Selah and the Spades is an exciting, fresh take on social class maneuvering, with very old undercurrents of thematic structure.
In the bubble universe of tony Pennsylvania Haldwell boarding school, the shadow social governance of the school is comprised of five factions. The most powerful faction, the Spades, is led by seventeen-year-old Selah Summers (Lovie Simone), who is a consummate mob boss. She rules relentlessly by elegantly balancing between inspiring affection and fear. Tony Soprano would be proud.
The Spades’ status derives from being the campus purveyors of illegal substances. None of the other factions can offer anything as compelling. The drug and booze trade cements Selah’s power.
Periodically the factions gather at a sit-down council away from school and work out differences and make decisions. Parents and faculty understand there is a hierarchy and machinations they do not have access to, despite trying to crack the code, they are unable to pierce that veil. Signs around the school proclaim that factions are gangs, and gangs are against school policy, but the factions persist, as constant as gravity.
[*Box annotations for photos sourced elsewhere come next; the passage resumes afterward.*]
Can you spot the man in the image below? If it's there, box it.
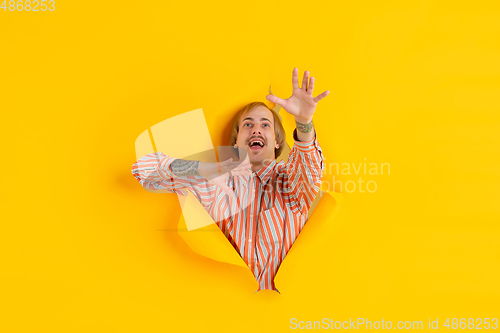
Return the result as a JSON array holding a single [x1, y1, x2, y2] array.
[[132, 68, 329, 291]]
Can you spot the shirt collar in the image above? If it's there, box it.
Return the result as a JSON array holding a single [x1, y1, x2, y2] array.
[[255, 160, 276, 185]]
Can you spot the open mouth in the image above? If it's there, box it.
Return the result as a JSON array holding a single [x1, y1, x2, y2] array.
[[248, 138, 264, 150]]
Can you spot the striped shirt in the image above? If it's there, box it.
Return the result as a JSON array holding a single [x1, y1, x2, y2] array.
[[132, 130, 324, 292]]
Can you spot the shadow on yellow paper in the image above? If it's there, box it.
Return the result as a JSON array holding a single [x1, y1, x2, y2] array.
[[135, 93, 343, 290]]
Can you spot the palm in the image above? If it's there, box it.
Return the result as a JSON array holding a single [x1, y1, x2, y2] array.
[[267, 68, 330, 119]]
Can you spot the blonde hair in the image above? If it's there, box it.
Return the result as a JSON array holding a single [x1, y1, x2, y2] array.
[[229, 102, 286, 158]]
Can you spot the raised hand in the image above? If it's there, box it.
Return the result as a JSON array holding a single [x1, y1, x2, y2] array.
[[266, 68, 330, 124]]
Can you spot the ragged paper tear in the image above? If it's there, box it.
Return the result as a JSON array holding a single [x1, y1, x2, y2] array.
[[135, 88, 343, 289]]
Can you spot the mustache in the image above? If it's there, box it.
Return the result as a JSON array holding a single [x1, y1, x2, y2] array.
[[246, 135, 267, 146]]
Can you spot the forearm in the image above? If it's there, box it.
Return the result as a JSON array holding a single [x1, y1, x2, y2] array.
[[170, 159, 200, 177], [295, 117, 315, 142]]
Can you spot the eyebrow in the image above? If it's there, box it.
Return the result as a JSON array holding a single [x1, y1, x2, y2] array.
[[242, 117, 272, 124]]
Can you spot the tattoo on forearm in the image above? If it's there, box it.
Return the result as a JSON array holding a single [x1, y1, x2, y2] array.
[[295, 120, 314, 133], [170, 159, 200, 177]]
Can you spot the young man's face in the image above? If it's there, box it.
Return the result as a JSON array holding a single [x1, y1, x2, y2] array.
[[236, 105, 278, 166]]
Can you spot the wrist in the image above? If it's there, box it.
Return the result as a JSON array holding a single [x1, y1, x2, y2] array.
[[295, 116, 313, 125]]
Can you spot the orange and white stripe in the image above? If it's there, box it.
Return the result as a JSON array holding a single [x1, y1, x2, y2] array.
[[132, 130, 324, 291]]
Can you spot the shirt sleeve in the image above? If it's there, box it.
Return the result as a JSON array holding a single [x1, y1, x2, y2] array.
[[132, 152, 217, 209], [280, 129, 324, 214]]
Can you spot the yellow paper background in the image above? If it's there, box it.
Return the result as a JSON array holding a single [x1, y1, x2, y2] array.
[[0, 1, 500, 332]]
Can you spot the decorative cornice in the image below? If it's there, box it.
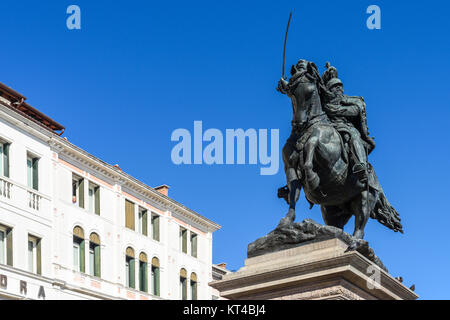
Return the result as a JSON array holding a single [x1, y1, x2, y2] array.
[[0, 103, 221, 232]]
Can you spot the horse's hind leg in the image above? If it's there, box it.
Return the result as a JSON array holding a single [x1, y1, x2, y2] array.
[[304, 135, 320, 191], [278, 144, 302, 227], [320, 206, 352, 229], [347, 189, 378, 251]]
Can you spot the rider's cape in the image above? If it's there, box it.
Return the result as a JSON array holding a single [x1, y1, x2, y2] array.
[[342, 96, 375, 154]]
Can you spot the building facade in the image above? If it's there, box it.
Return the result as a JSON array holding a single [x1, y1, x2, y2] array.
[[0, 84, 220, 300]]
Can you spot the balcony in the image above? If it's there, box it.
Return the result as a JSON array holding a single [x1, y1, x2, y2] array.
[[0, 177, 50, 213], [0, 177, 13, 199]]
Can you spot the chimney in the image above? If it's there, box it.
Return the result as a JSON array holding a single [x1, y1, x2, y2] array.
[[155, 184, 170, 197]]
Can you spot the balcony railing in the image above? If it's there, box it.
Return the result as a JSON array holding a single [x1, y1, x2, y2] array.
[[0, 177, 13, 199], [27, 191, 42, 211], [0, 176, 50, 214]]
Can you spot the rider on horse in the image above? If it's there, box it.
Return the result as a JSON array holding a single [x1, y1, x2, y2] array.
[[321, 62, 375, 183]]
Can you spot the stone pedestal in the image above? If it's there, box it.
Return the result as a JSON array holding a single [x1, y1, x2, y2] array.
[[210, 239, 418, 300]]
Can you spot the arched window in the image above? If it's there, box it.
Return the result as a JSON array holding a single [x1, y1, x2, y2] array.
[[180, 269, 187, 300], [125, 247, 135, 288], [139, 252, 148, 292], [89, 232, 101, 278], [73, 226, 85, 272], [151, 257, 160, 296], [191, 272, 197, 300]]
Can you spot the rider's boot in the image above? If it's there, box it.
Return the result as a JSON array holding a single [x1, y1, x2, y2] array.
[[352, 162, 368, 184]]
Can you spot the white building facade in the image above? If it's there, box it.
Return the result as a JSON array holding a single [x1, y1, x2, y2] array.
[[0, 84, 220, 300]]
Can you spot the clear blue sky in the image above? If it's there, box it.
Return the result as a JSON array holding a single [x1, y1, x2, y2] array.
[[0, 0, 450, 299]]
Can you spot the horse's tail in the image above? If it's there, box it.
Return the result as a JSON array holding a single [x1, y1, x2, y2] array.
[[370, 190, 403, 233]]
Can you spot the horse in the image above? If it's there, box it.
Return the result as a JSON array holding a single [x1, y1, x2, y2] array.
[[277, 60, 403, 250]]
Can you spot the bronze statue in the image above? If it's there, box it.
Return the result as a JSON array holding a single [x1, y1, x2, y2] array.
[[277, 60, 402, 250]]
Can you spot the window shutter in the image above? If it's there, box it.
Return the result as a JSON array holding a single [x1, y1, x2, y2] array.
[[191, 234, 197, 258], [94, 245, 101, 278], [33, 158, 39, 190], [182, 230, 187, 253], [36, 239, 42, 274], [73, 226, 84, 239], [78, 179, 84, 209], [80, 239, 86, 273], [142, 211, 148, 236], [6, 229, 13, 267], [125, 200, 134, 230], [94, 187, 100, 215], [3, 143, 9, 178], [152, 215, 159, 241], [153, 267, 160, 296], [130, 258, 136, 288], [139, 260, 148, 292]]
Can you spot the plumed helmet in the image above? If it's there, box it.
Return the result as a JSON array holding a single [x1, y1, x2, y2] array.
[[322, 62, 338, 83], [327, 78, 344, 90]]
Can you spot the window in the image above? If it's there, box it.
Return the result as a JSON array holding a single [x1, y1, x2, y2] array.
[[152, 213, 159, 241], [139, 208, 148, 236], [180, 227, 187, 253], [151, 257, 160, 296], [191, 272, 197, 300], [125, 247, 135, 288], [88, 183, 100, 215], [89, 232, 101, 278], [125, 200, 134, 230], [27, 155, 39, 190], [72, 174, 84, 208], [139, 252, 148, 292], [0, 143, 10, 178], [0, 225, 13, 266], [180, 269, 187, 300], [73, 227, 85, 273], [28, 235, 42, 274], [191, 232, 198, 258]]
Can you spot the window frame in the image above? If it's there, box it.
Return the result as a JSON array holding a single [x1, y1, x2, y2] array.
[[138, 206, 148, 237], [27, 235, 38, 274], [26, 151, 41, 191], [150, 212, 161, 242], [179, 226, 188, 254], [0, 226, 8, 265], [189, 231, 198, 258]]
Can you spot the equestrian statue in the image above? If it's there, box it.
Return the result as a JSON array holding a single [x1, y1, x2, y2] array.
[[277, 59, 403, 250]]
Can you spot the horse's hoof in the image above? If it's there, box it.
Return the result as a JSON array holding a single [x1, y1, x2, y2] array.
[[276, 217, 293, 229], [306, 174, 320, 191], [345, 240, 362, 252]]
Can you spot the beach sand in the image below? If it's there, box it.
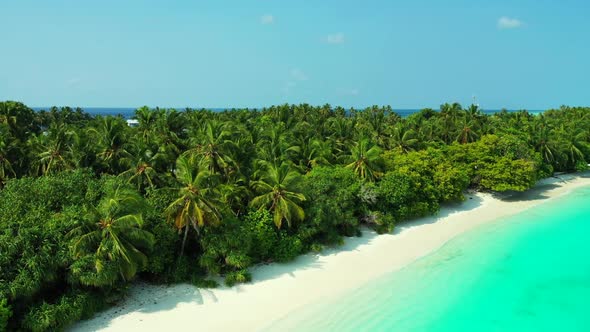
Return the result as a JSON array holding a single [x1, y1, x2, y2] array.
[[71, 173, 590, 331]]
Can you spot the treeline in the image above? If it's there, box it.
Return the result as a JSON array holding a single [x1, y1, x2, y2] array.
[[0, 101, 590, 331]]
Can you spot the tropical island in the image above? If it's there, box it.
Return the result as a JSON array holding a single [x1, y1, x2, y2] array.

“…the shadow social governance of the school is comprised of five factions. The most powerful faction, the Spades…”
When tensions between the factions escalate and with graduation fast approaching, Selah takes on a hand-picked successor in sophomore Paloma (Celeste O’Connor). Initially, Paloma is besotted with Selah but quickly learns that Selah has flaws and weaknesses. When Paloma proves to be easily her equal, becomes too good too fast, Selah resists handing over the crown. This is all the power she has ever had.
Writer/director Tayarisha Poe has created a character study of a young woman who wields nearly absolute power socially at school but is powerless in the wider world. The combination of pressure from her domineering mother (in a fantastic cameo by Gina Torres) and the headmaster of Haldwell played by Jesse Williams, leaves her feeling rudderless when considering life outside Haldwell. In the opening narration, Selah spells this out: she wants control of her body, her world, and her future.
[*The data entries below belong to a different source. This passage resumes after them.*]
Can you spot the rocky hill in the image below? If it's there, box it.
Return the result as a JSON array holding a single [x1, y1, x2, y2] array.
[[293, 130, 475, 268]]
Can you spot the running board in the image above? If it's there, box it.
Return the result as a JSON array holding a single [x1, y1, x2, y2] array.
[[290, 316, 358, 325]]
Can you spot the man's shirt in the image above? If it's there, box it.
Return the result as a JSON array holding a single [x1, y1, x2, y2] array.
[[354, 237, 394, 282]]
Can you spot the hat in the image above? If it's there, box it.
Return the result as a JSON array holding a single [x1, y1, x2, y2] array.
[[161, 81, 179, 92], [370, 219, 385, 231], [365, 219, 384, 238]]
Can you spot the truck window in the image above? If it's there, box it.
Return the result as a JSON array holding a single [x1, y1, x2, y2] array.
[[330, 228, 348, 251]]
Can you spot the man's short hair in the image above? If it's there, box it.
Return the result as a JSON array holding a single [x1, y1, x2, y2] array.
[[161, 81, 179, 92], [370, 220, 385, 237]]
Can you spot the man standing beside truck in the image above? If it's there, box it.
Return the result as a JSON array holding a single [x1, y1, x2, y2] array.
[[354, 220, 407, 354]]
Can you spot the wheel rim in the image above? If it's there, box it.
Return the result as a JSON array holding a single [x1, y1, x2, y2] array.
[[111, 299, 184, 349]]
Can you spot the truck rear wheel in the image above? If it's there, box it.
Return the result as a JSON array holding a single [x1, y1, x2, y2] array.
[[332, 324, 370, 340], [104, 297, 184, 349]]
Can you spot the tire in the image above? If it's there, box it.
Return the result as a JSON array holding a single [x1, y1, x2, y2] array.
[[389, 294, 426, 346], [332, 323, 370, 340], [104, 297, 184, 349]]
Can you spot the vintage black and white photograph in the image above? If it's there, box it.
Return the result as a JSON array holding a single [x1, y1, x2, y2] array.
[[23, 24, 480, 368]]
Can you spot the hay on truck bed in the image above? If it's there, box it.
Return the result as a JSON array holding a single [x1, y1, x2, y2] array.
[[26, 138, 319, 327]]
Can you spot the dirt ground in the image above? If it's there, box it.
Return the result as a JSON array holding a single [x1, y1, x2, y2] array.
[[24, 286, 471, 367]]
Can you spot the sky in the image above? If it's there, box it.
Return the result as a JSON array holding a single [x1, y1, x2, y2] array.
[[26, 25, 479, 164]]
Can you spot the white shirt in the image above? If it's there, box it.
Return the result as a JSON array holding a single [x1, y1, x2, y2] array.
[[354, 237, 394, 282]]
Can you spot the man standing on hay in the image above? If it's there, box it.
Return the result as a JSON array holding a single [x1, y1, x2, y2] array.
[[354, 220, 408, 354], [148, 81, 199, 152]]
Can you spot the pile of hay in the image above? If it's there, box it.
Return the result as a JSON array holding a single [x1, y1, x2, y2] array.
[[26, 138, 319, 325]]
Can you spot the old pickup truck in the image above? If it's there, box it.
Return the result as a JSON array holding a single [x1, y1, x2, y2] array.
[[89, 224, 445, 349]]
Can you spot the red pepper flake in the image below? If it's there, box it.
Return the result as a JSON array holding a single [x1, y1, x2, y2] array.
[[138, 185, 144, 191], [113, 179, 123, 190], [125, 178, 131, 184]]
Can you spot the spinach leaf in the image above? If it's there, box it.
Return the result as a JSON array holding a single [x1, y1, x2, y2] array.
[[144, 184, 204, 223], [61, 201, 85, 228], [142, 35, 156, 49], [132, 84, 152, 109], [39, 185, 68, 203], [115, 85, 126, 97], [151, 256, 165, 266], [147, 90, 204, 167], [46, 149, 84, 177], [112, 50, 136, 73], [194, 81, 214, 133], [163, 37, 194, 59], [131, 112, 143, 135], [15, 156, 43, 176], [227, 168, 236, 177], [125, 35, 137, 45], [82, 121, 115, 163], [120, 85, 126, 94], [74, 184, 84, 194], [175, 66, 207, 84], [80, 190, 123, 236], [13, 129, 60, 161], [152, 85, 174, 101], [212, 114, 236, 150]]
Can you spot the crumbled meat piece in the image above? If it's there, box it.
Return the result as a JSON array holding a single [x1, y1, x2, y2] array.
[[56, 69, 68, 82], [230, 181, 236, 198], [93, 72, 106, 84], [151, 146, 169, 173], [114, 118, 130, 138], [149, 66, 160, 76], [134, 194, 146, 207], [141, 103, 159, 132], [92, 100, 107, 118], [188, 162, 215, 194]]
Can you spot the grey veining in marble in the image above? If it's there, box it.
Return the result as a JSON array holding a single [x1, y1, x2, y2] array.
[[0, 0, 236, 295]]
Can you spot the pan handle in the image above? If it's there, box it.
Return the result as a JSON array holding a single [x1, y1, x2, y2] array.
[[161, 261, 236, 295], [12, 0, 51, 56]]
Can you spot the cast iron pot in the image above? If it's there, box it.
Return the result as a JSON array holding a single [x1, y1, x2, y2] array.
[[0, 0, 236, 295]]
Poe has also mastered a Shakespearean approach to drama. From her oddly formal language to the cadence of the scenes, she evokes the familiar style the English language is so beholden to. For those who miss this reference, she includes a scene that makes it clear. Selah goads Paloma to violence, speaking of doing whatever is necessary, arguing that the ends do justify the means. This dialog is delivered while they are in the school theater on the set of Macbeth. Blood made of red yarn cascades from the ceiling, and Selah is seated on Macbeth’s throne. Yes, that is a dagger that you see before you.
“There is an old-fashioned subtlety and artistry to the way the story gives up its secrets…”
Motivations that drive characters are revealed gradually, not force-fed to an attention span challenged audience. There is an old-fashioned subtlety and artistry to the way the story gives up its secrets, and it is wonderful. Poe is also calling back camera shots and moves made popular by Spike Lee, less homage there than just paying attention to what works.
The level of craft in Poe’s feature debut exceeds that of directors with more experience and portends a long career with more wonderful art to come. In Selah and the Spades, she has created a new classic tale of power, love, hate, loyalty, and betrayal featuring a stunningly talented cast.